La confessione è sempre segreta

La confessione (remissione dei peccati): caratteristiche e peculiarità

07/07/2002
Un signore (molto probabilmente non italiano), che si firma «Apocalysse», mi pone la domanda: «Ma la confessione rimane sempre segreta?» «in quanto – spiega - ho vissuto una tragica esperienza (…).»
Rispondo: mi è difficile dare una risposta a un caso particolare (come mi pare sia quello al quale Apocalysse si riferisce), perché gli elementi che mi offre non mi sono sufficienti.
 
Ma , in argomento, mi pare di poter dire tranquillamente quanto segue.
E’ certo che un sacerdote in confessione
a) è tenuto strettissimamente al segreto, anche a costo della vita;
b) per quanto «giudice», non deve dimenticare d’essere «padre» e che il suo giudizio deve portare all’assoluzione (ovviamente, se ci sono le predisposizioni d’animo nel penitente) e non alla condanna;
c) per quanto mi consta nella mia lunga esperienza, il Signore dà aiuti anche straordinari ai confessori, perché non violino il segreto della confessione. Si tratta infatti d’un segreto particolarissimo, detto appunto segreto «sacramentale»,  che non va assolutamente confuso col segreto «naturale» o anche solo «professionale» e si riferisce a quanto s’è ascoltato in confessione.
 
Da parte sua, il penitente
i) deve essere sincero e rispettoso del ruolo sacro del confessore; quindi è tenuto a rispettare anche le parole che lui gli dice, inerenti però a quello specifico caso di confessione;
ii) se però, per qualche ragione, il penitente  non è ragionevolmente soddisfatto di un confessore, può legittimamente rivolgersi a un altro. Occorre, però, che questo cambiare confessore non sia un pretesto per eludere un impegno doveroso che quel confessore giustamente gli ha chiesto e che il penitente non vuole eseguire. Per questo, è bene che il penitente insoddisfatto dica al nuovo confessore il motivo per il quale ha abbandonato l’altro confessore (anche senza specificarlo). 

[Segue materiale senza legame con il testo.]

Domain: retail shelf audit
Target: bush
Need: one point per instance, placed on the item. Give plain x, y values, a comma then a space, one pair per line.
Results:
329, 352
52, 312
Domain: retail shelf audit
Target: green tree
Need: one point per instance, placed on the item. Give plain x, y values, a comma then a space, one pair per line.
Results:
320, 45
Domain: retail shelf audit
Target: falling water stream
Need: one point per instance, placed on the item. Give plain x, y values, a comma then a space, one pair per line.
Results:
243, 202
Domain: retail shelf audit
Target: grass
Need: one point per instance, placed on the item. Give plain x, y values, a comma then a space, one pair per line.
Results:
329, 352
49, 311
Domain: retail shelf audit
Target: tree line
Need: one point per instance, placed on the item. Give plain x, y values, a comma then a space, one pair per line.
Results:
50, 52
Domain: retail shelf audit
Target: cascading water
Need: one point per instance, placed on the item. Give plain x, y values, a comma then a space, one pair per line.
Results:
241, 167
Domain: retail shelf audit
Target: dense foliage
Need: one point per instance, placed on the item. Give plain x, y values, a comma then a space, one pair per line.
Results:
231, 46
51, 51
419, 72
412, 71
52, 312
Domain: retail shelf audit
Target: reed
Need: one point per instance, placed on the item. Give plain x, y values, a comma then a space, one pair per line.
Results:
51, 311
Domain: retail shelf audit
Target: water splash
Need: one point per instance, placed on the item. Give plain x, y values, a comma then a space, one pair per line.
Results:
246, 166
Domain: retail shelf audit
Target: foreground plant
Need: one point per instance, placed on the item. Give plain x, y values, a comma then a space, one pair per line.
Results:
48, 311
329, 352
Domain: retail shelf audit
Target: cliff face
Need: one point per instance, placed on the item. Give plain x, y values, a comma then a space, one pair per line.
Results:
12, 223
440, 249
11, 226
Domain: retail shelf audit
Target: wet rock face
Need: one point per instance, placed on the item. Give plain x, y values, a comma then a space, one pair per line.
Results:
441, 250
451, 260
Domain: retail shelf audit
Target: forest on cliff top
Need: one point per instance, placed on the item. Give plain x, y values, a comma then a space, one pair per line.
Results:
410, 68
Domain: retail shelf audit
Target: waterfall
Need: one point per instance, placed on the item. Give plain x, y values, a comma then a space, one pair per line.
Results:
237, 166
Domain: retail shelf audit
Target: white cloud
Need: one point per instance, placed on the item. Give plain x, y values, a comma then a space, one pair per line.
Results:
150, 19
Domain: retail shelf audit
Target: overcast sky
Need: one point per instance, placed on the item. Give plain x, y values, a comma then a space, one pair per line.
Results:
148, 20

Questo è quello che mi pare di poter dire in linea di principio, non essendo in grado di entrare nel caso specifico di Apocalysse.
Vorrei però ricordare il vero aspetto del Sacramento della Confessione (che oggi si preferisce chiamare «della Riconciliazione», proprio per sottolinearne il tipico ambito di amore).
Infatti, Cristo lo ha istituito perché l’uomo che ha commesso un peccato grave – cioè ha offeso mortalmente Dio e quindi si è buttato fuori dal seno della Chiesa e distaccato dalla grande famiglia dei figli di Dio - possa avere il perdono e, col perdono, essere riammesso al comune abbraccio. La certezza del perdono che sta dietro a quel Sacramento è l’indice fortissimo dell’ambito d’amore divino e umano (spiritualmente) in cui si opera.
Ricordo che per la sua validità, è necessario che la confessione sia «sincera», per quanto possibile «completa» (circa numero e specie dei peccati gravi commessi) e accompagnata dalla «contrizione», cioè da un atto (interiore, ma possibilmente esteriorizzato al confessore) di dolore almeno imperfetto.
L’atto di dolore è «imperfetto», quando ci si pente per i castighi meritati; è invece «perfetto» quando ci si pente per aver  offeso Dio, che è nostro Padre e ci vuole bene e ci sostenta in ogni istante della nostra vita. Si pensi  che brutta cosa è servirci proprio di quello che Dio ci dà in ogni istante (vita, intelligenza, volontà, energie anche di sentimenti) per  compiere proprio quello che Egli non vuole e quindi offenderlo, tanto – se fosse possibile – da poterlo ammazzare!